Securing high-quality FDI inflows
In order to make sure that the incoming foreign investment is of high quality, “Vietnam needs to focus on three main areas”.
The first area, according to the RMIT academic is infrastructure, which includes transportation infrastructure and telecommunications connectivity. The second is education, to bring more skills and capacity into the workforce.
“There is already a shortage of skilled labour so the government might try to think of ways to incentivise people to attend vocational schools rather than universities,” Dr Walsh said.
“The skills and knowledge that Vietnamese students learn from overseas universities should also be used in the local economy whenever possible.”
The third focus area is the issue of the ‘missing middle’; there are very few businesses in Vietnam that fall into the middle category of 25-100 employees, and a departmental structure.

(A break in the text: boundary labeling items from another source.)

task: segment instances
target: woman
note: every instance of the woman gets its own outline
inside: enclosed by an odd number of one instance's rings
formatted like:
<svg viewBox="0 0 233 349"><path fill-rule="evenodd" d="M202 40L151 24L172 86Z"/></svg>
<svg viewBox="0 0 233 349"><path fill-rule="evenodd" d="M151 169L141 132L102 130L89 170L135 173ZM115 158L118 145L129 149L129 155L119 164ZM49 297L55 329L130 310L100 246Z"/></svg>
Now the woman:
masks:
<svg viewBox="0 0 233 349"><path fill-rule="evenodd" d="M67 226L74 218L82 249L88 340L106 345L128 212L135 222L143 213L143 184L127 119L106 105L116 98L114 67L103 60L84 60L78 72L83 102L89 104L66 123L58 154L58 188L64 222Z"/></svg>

“When investing firms decide where to put their money, they want to find places where local firms can be trusted to provide local supplies and services such that they can join supply chains. However, there is a lack of such firms in Vietnam and so incoming firms have to invest further in providing their own supplies and services,” Dr Walsh explained.
“Ways should be found to encourage small firms to increase their size so as to be able to tender for jobs with inwardly investing firms.”
Dr Walsh added that firms should also prepare to take advantage of ‘Thailand plus one’ or ‘China plus one’ strategies, where companies do the more advanced parts of production or assembly in the first country and less advanced activities in another country.
“This will require good transportation and no needless tariffs or barriers to cross-border movement of intermediate goods,” he emphasised.